Whomever or whatever buys the brewing company, is going to need a marketer and that marketer should be me. What are my qualifications? I think I've been to enough hipster dive bars and choked down enough PBRs to deserve the position (or at least a button to put on my derby hat). What are my plans? I'm amazed you haven't asked yet. Here they are anyway.
1. No more sponsoring NPR Music's Online Concert Series. NPR is a bit too conservative for Pabst's demographic. PBR will be the exclusive beer sponsor of The Daily Show and This American Life. It's a working class beer for people of diverse political persuasions, you say? I have never seen anyone my parents age or older drink it. That said, won't drop the illusion of a working class beer altogether.
2. Commercials will have two themes.
- Specialized Working Class: These commercials will feature grainy stock images of late 1930's union workers. Preferably working on docks (we'll photoshop PBR bottles in if we need be).

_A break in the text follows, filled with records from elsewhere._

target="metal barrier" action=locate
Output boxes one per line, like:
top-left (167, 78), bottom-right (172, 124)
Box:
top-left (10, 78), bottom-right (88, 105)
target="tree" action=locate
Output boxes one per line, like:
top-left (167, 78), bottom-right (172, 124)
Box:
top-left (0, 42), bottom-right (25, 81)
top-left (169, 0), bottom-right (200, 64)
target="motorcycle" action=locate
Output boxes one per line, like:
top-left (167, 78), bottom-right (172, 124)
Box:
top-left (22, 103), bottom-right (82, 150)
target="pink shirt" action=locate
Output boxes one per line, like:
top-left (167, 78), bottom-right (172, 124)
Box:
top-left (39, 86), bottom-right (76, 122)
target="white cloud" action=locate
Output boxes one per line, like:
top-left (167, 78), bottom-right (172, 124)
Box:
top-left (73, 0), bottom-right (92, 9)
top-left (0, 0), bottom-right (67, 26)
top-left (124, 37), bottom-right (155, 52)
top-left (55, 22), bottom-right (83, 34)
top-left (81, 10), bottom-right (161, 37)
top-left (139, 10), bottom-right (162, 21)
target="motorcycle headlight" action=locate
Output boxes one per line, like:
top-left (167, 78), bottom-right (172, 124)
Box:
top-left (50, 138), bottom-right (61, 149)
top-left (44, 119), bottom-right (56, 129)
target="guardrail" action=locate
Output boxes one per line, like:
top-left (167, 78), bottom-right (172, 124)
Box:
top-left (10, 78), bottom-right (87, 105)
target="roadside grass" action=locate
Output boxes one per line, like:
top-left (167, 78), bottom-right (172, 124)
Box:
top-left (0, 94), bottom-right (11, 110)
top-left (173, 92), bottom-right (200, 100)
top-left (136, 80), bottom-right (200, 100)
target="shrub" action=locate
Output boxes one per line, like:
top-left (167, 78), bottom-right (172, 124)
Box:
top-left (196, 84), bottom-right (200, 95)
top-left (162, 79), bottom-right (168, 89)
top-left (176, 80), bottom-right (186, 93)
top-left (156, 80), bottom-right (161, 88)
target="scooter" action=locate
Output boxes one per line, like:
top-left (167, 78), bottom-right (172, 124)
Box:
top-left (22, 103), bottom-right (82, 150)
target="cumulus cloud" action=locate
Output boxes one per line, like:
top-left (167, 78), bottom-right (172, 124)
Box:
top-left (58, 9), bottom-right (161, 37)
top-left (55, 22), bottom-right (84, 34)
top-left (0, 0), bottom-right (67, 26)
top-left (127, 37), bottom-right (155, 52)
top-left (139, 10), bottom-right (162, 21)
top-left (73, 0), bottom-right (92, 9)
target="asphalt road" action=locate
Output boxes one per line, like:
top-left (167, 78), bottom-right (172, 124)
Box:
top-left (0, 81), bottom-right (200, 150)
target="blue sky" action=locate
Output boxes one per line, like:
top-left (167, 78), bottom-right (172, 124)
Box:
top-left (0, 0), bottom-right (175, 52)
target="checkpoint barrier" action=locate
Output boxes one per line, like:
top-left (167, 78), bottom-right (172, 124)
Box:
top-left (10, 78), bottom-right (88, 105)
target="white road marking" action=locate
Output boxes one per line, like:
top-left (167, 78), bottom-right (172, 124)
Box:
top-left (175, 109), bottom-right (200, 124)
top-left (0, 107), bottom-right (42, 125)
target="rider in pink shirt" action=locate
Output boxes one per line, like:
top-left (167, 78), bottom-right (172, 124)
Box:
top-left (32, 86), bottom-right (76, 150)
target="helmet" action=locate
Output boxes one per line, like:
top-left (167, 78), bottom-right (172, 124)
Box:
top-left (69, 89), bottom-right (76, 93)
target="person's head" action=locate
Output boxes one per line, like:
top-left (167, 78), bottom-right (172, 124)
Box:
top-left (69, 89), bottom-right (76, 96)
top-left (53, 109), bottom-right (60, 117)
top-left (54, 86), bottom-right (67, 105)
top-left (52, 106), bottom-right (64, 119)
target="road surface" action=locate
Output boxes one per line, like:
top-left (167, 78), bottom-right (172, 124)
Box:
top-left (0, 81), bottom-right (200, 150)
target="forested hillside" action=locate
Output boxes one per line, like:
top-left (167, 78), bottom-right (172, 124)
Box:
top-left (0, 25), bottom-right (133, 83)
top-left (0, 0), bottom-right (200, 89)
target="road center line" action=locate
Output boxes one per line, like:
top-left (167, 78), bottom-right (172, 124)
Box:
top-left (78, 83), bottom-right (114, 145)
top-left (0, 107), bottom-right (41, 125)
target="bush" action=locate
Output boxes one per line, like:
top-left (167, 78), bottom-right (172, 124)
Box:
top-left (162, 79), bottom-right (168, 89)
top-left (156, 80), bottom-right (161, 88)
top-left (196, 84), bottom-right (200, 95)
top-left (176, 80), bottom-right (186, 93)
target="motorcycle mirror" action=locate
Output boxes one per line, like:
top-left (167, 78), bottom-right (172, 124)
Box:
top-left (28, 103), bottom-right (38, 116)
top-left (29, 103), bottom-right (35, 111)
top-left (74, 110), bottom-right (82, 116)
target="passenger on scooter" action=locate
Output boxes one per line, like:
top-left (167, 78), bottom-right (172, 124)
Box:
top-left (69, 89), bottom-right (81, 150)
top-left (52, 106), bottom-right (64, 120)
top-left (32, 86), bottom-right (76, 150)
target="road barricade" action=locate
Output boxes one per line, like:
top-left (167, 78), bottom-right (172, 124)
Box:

For these ads modern day images of people actually working will never be used because it will just remind the target demographic that they do not contribute to society in a meaningful way.
- Actual Use: These ads will feature 30 seconds at any hipster-heavy concert in the United States. These will include, but are far from limited to, Fleet Foxes, Margot & the Nuclear So and So's, and Dillinger 4 shows (D4 show will be pixelated for the inevitable band nudity.). Any 30 second footage from these show will provide more than enough product exposure.
4. All Pabst Blue Ribbon merchandise will be sold exclusively through the Salvation Army.
5. New product idea: a Pabst stencil to be sold to tattoo artists. If we are going to have people advertise our product on their body for their entire life, let's make sure it doesn't end up on badtattoos.com. Actually, on second thought, we can sell two stencils . . .
So there is the gameplan to make Pabst Blue Ribbon the number one beer in the nation. The hard part will making sure the customers don't know when it happens.
The first image is taken from the blog No Brand Like Home which has an amazing breakdown of the viability of PBR.
1 comment:
You do realize that This American Life is an NPR program, right?
ps: NPR is probably the least conservative news provider out there that isn't either total entertainment or loonytunes.